Lost in yesterday’s hubbub about the State of the Union address was the introduction of legislation to radically cut spending by new Sen. Rand Paul (R-KY). Paul’s plan would cut $500 billion in discretionary spending in FY2011 (which is already well underway, although without final appropriations bills) by making major cuts in most agencies and zeroing out some. In the case of NASA, he would cut the agency’s budget by 25 percent, to $13.375 billion, according to a summary he released with the bill. (Paul appears to be cutting from FY2009 levels, when NASA got $17.8 billion, and not FY2010, when the agency got $18.7 billion.) His rationale:
> With the presence of private industries involved in space exploration and even space tourism, it is time for the National Aeronautics and Space Administration to step aside and allow innovation to flourish. Looking at ways to reduce NASA’s spending is long overdue. > > In addition, NASA has consistently been flagged by organizations like Citizens Against Government Waste, which most recently highlighted NASA’s multibillion-dollar Constellation program, a project that has been focused on the exploration of the moon and Mars. Despite spending more than $10 billion on this program, NASA has made very little progress since the program’s inception. > > Finally, since President Obama has determined to realign the goals of NASA away from human exploration, and more on science and “global warming” research, the need to fund the agency at levels not consistent with the goals of the past provides the opportunity to direct funds toward deficit reduction.

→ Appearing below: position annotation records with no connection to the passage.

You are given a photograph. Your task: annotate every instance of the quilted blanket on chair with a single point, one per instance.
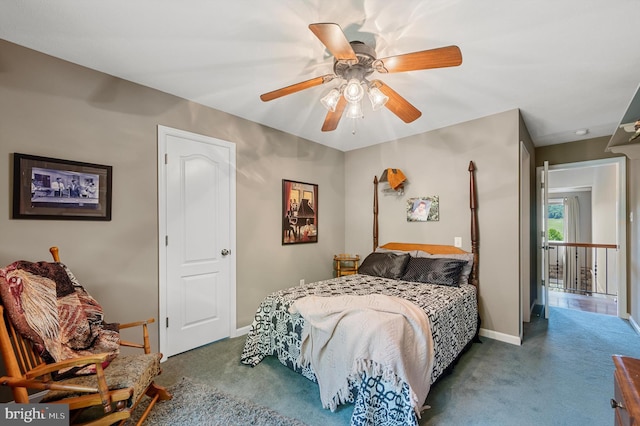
(48, 306)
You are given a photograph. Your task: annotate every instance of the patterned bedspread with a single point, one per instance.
(452, 313)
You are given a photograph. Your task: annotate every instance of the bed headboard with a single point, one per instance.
(438, 248)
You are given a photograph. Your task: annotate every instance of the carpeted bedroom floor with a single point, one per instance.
(561, 375)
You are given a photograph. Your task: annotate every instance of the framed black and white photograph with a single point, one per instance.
(299, 212)
(52, 188)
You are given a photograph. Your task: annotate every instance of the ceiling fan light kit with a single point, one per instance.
(353, 63)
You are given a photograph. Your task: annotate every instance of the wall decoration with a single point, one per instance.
(51, 188)
(299, 212)
(423, 209)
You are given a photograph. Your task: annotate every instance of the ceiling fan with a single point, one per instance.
(353, 63)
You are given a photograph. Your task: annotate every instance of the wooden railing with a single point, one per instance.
(586, 271)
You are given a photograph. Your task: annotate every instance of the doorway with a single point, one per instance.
(196, 201)
(604, 181)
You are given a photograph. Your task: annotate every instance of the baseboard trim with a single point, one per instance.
(634, 324)
(507, 338)
(242, 331)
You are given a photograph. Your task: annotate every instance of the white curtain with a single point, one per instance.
(572, 235)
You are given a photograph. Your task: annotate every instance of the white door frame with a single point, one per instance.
(163, 132)
(525, 237)
(621, 197)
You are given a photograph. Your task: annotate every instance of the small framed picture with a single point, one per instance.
(56, 189)
(299, 212)
(423, 209)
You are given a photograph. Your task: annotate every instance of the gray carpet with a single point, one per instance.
(562, 374)
(197, 404)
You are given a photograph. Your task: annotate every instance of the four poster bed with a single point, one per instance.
(379, 338)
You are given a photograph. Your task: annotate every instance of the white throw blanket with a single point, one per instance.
(344, 336)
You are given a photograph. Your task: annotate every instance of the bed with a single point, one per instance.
(397, 279)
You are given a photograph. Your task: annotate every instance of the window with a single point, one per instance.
(556, 219)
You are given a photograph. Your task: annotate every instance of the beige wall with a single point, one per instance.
(53, 108)
(436, 163)
(633, 238)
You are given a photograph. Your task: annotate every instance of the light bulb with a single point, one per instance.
(377, 98)
(354, 91)
(330, 100)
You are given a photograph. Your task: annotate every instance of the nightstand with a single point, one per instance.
(345, 264)
(626, 384)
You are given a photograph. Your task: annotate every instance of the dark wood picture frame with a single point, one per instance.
(299, 212)
(56, 189)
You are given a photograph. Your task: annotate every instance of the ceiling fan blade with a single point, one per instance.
(333, 117)
(317, 81)
(449, 56)
(332, 36)
(397, 104)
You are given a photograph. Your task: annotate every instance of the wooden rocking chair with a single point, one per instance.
(116, 390)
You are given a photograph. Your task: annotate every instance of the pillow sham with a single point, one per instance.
(467, 257)
(385, 265)
(412, 253)
(434, 271)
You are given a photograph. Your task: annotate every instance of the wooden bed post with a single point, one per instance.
(473, 204)
(375, 213)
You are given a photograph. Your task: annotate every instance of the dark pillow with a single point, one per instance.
(434, 271)
(386, 265)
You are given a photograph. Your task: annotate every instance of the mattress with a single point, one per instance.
(452, 313)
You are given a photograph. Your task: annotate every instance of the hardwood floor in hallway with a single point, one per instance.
(599, 304)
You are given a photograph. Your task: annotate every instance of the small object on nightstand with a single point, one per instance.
(345, 264)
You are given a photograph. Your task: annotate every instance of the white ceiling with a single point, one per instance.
(567, 65)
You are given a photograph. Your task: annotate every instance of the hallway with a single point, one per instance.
(598, 304)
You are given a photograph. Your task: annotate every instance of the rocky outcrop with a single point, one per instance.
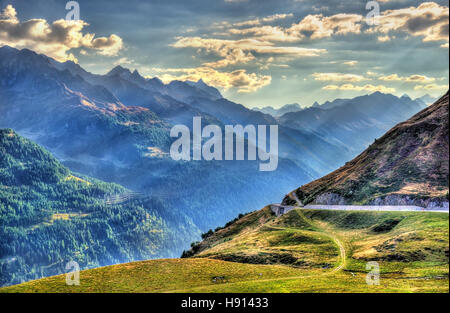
(409, 165)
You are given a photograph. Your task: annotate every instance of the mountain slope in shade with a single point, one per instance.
(408, 165)
(353, 123)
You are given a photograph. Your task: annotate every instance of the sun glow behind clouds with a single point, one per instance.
(256, 53)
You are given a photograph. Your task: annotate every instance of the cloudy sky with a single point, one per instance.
(257, 52)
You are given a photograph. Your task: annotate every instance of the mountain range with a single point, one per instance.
(116, 128)
(409, 165)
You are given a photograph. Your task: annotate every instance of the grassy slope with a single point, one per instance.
(411, 248)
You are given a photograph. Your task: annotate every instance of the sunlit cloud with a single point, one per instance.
(431, 87)
(55, 39)
(428, 20)
(411, 79)
(339, 77)
(241, 80)
(241, 51)
(368, 87)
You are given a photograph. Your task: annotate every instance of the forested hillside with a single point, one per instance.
(49, 216)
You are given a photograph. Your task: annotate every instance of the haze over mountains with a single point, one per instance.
(115, 127)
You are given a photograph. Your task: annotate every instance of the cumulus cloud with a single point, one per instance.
(429, 20)
(241, 51)
(339, 77)
(267, 19)
(55, 39)
(241, 80)
(368, 87)
(431, 87)
(410, 79)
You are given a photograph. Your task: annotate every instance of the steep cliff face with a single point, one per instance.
(407, 166)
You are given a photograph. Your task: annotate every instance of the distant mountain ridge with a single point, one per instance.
(353, 123)
(409, 165)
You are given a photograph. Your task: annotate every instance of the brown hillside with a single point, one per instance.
(408, 165)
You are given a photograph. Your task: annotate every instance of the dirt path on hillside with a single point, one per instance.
(324, 231)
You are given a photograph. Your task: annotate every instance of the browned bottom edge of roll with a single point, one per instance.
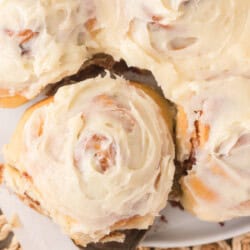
(132, 238)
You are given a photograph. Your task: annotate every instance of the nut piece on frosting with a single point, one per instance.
(41, 42)
(96, 157)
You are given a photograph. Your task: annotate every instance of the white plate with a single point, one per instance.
(181, 229)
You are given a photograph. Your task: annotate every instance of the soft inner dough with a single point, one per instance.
(217, 115)
(97, 155)
(41, 41)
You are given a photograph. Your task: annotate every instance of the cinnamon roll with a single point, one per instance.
(97, 158)
(41, 42)
(213, 131)
(179, 41)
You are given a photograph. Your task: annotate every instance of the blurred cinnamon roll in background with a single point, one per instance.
(97, 158)
(179, 41)
(213, 135)
(41, 42)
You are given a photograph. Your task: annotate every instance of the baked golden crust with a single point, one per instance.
(8, 101)
(22, 182)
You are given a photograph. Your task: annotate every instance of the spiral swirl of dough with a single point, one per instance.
(99, 153)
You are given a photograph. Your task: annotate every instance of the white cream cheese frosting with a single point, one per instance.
(219, 182)
(178, 41)
(41, 41)
(98, 154)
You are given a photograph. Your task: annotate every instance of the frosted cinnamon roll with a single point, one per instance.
(96, 157)
(213, 131)
(41, 42)
(178, 41)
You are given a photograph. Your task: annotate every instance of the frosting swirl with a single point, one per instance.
(40, 43)
(176, 39)
(100, 152)
(217, 117)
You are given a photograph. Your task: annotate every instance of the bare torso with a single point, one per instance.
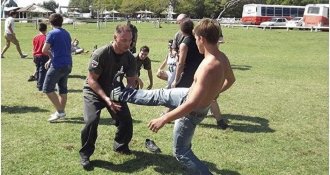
(209, 79)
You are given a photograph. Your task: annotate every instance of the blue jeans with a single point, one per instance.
(184, 127)
(41, 71)
(57, 76)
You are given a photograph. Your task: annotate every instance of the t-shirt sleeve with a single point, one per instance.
(95, 65)
(147, 64)
(131, 68)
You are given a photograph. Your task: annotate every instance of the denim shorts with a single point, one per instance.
(57, 76)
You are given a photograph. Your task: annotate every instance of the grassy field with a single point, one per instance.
(278, 109)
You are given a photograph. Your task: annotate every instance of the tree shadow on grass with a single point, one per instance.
(78, 76)
(164, 164)
(80, 120)
(21, 109)
(247, 124)
(241, 67)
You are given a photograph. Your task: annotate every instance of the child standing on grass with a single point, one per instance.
(39, 58)
(58, 48)
(170, 61)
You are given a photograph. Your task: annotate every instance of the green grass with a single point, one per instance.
(278, 109)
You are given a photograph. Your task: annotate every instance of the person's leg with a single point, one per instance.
(18, 48)
(42, 71)
(162, 75)
(6, 46)
(222, 123)
(53, 76)
(215, 110)
(92, 111)
(183, 132)
(63, 86)
(159, 97)
(124, 126)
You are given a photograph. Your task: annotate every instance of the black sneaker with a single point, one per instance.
(32, 78)
(86, 164)
(222, 124)
(125, 151)
(151, 146)
(117, 85)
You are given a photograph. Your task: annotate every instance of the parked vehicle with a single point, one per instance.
(274, 22)
(255, 14)
(317, 15)
(295, 22)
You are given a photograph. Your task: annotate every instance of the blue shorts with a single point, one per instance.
(57, 76)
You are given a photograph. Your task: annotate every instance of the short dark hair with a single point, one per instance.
(209, 29)
(144, 49)
(42, 27)
(187, 26)
(170, 42)
(12, 13)
(56, 19)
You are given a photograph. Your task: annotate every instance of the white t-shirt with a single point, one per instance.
(9, 21)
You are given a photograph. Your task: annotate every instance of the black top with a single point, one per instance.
(106, 63)
(193, 59)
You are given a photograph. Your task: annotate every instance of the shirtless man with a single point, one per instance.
(190, 104)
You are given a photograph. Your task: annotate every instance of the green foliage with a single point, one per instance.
(278, 109)
(194, 8)
(50, 5)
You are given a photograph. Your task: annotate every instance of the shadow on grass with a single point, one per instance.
(243, 123)
(80, 120)
(241, 67)
(83, 77)
(164, 164)
(155, 61)
(21, 109)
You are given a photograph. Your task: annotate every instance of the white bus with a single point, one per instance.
(317, 15)
(257, 13)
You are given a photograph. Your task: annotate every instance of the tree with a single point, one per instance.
(50, 5)
(227, 5)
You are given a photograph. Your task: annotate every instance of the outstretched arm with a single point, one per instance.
(199, 97)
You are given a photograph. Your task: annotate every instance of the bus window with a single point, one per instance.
(263, 11)
(313, 10)
(286, 11)
(301, 12)
(278, 11)
(270, 11)
(294, 12)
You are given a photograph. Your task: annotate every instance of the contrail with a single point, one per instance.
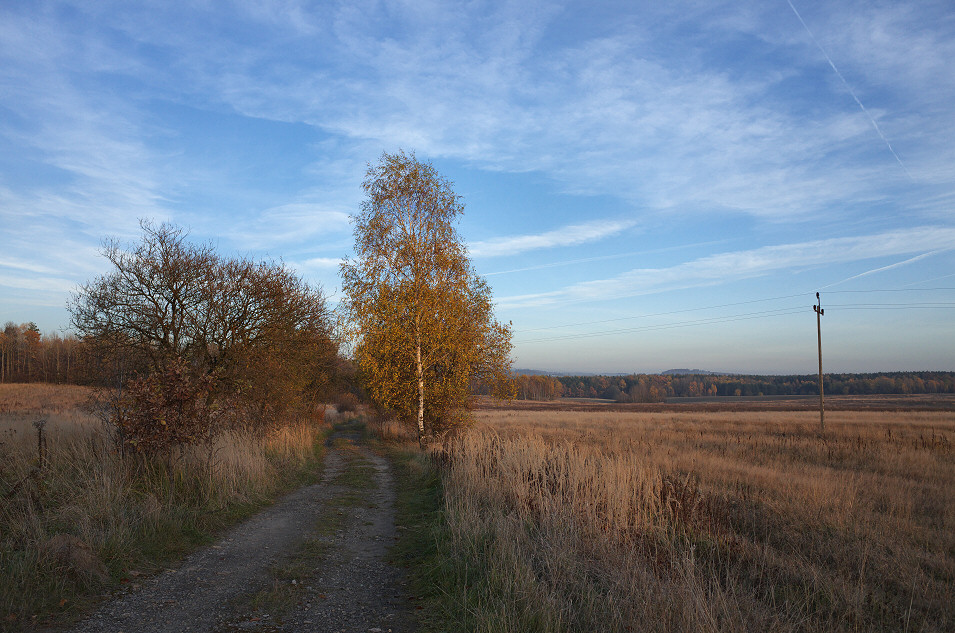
(851, 92)
(889, 267)
(585, 260)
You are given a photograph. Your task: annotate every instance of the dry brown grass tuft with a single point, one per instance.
(711, 521)
(75, 523)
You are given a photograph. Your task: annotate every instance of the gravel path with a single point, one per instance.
(350, 587)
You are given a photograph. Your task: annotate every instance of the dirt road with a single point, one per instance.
(313, 562)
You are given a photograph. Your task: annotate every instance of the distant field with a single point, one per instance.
(889, 402)
(704, 518)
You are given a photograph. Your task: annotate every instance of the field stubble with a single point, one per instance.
(708, 521)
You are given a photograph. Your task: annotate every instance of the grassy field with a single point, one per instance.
(700, 521)
(76, 520)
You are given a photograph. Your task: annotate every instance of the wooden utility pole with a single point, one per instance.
(822, 405)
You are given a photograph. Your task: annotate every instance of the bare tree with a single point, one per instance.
(235, 343)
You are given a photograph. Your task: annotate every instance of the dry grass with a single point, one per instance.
(84, 519)
(709, 521)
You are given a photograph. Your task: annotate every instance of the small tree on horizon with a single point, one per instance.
(420, 319)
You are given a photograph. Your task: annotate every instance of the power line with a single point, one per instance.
(738, 317)
(668, 326)
(724, 305)
(656, 314)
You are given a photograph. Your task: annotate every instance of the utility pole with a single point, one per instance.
(822, 406)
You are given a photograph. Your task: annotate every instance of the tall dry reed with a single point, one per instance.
(712, 522)
(86, 517)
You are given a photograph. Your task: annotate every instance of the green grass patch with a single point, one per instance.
(96, 522)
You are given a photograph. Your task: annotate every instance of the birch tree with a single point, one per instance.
(420, 318)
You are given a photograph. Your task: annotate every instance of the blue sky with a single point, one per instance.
(648, 185)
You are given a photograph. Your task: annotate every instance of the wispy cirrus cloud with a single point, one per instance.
(564, 236)
(731, 266)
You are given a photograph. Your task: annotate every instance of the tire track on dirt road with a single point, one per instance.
(334, 535)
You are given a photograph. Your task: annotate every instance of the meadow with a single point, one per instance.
(77, 519)
(702, 521)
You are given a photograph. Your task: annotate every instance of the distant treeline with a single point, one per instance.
(26, 355)
(656, 388)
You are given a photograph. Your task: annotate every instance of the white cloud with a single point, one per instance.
(725, 267)
(564, 236)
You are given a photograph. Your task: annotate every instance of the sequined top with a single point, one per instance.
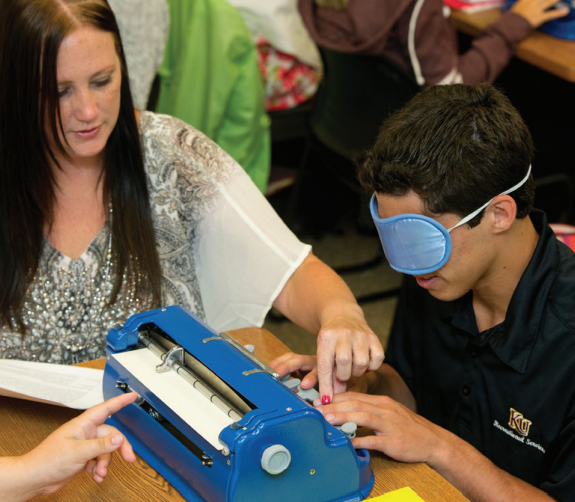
(225, 254)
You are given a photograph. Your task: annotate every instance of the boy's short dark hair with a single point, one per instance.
(456, 146)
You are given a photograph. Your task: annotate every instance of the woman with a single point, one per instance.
(85, 443)
(106, 212)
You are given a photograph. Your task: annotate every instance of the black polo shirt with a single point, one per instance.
(510, 390)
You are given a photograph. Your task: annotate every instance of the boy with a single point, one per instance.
(483, 343)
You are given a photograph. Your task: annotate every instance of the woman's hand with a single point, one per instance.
(537, 12)
(82, 444)
(399, 432)
(346, 348)
(294, 363)
(318, 300)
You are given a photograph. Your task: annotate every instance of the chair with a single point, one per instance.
(358, 92)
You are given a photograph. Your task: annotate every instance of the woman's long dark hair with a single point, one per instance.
(31, 32)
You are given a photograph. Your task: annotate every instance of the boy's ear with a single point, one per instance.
(503, 211)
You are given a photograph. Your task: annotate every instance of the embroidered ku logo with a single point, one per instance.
(520, 424)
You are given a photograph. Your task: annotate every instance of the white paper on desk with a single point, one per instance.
(71, 386)
(176, 393)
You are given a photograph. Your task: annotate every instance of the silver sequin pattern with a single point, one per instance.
(66, 313)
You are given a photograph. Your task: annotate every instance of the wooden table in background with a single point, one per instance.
(551, 54)
(23, 424)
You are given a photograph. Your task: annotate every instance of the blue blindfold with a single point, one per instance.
(415, 244)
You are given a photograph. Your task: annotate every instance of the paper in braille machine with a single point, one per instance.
(217, 422)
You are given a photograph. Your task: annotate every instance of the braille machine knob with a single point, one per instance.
(276, 459)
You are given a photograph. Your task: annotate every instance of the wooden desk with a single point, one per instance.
(25, 423)
(539, 49)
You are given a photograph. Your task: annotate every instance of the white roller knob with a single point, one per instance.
(276, 459)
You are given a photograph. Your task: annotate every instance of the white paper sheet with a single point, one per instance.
(188, 403)
(70, 386)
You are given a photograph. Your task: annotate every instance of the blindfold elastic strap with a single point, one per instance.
(475, 213)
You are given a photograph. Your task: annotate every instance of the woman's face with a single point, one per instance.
(89, 80)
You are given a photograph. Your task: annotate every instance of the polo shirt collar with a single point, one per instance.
(514, 339)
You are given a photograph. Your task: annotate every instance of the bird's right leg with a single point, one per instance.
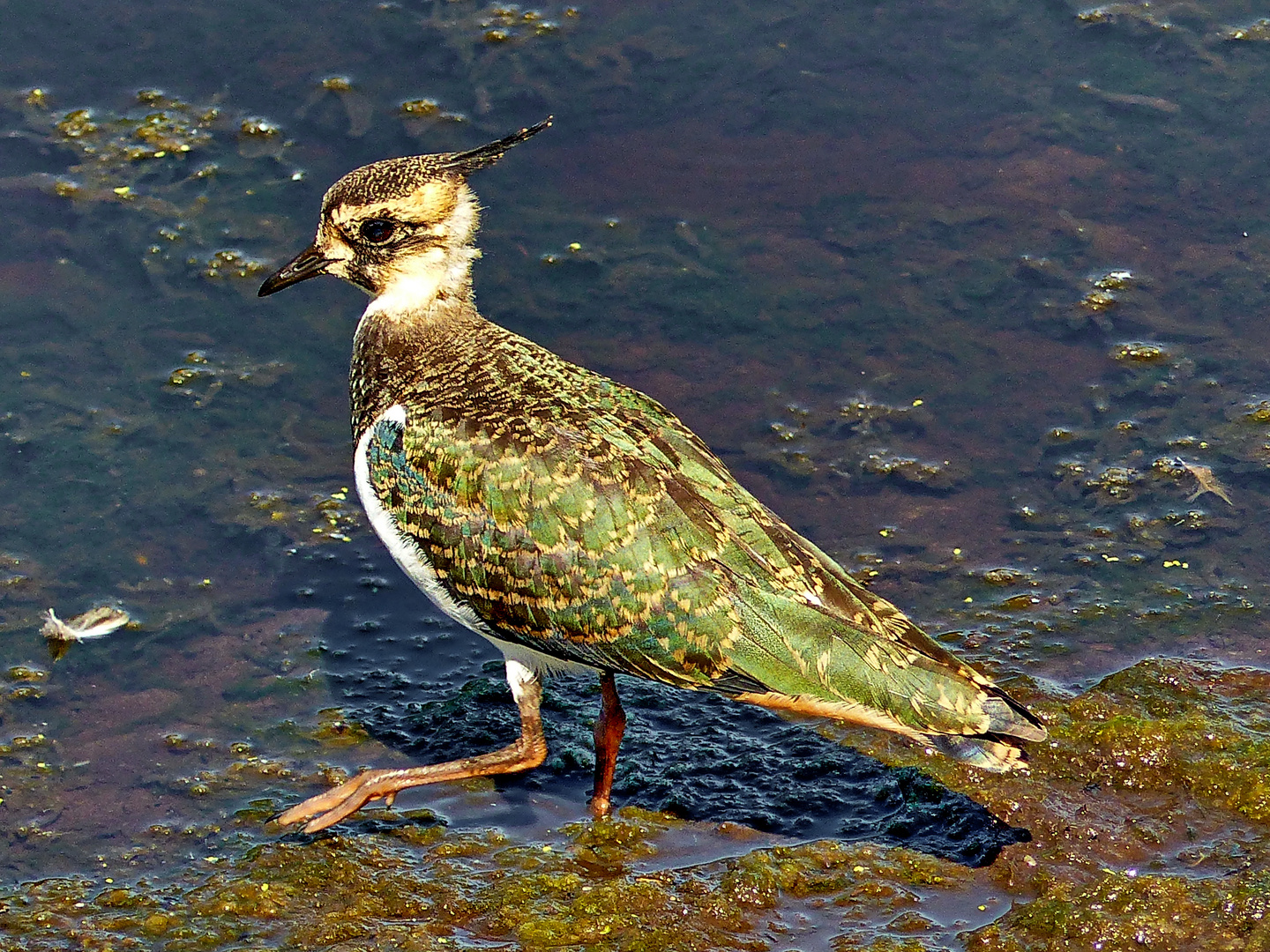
(528, 750)
(609, 727)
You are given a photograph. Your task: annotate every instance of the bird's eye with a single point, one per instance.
(377, 230)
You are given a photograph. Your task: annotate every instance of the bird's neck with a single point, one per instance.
(424, 325)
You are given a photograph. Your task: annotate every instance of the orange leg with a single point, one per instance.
(609, 727)
(528, 750)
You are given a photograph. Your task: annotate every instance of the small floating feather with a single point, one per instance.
(95, 623)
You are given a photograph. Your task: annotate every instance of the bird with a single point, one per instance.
(577, 524)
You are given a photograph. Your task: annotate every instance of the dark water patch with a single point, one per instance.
(419, 683)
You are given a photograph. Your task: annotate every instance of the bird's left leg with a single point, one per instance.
(528, 750)
(609, 727)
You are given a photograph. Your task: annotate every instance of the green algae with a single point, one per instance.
(421, 893)
(1122, 911)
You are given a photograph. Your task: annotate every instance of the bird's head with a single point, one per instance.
(400, 228)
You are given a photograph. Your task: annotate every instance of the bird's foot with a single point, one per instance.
(601, 807)
(328, 809)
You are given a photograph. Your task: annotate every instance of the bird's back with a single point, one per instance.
(579, 518)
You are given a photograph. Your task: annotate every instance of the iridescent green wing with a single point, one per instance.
(626, 545)
(564, 539)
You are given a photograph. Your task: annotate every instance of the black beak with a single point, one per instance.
(306, 264)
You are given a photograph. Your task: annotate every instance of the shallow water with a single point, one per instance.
(973, 294)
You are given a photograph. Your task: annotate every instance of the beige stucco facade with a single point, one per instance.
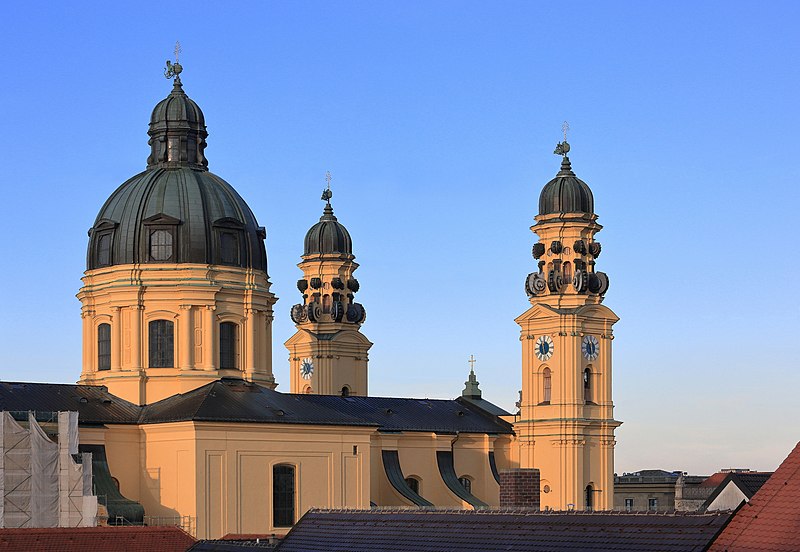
(566, 423)
(196, 299)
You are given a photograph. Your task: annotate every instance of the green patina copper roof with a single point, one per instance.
(566, 193)
(177, 191)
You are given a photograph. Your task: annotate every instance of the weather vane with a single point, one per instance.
(563, 147)
(327, 194)
(173, 70)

National Science
That said, the agency does pretty well compared to other organizations. Sen. Paul would cut NOAA’s budget by 36 percent, claiming the agency “has become bloated and its breadth and scope has broadened”. The NSF would be cut by 62 percent under Paul’s plan, under his belief that “research in science is best conducted by private industry for economic purposes,” and he would eliminate the Department of Energy. While the legislation likely stands little chance of making it through Congress, it does add to the debate about spending cuts versus spending freezes, as the president proposed last night.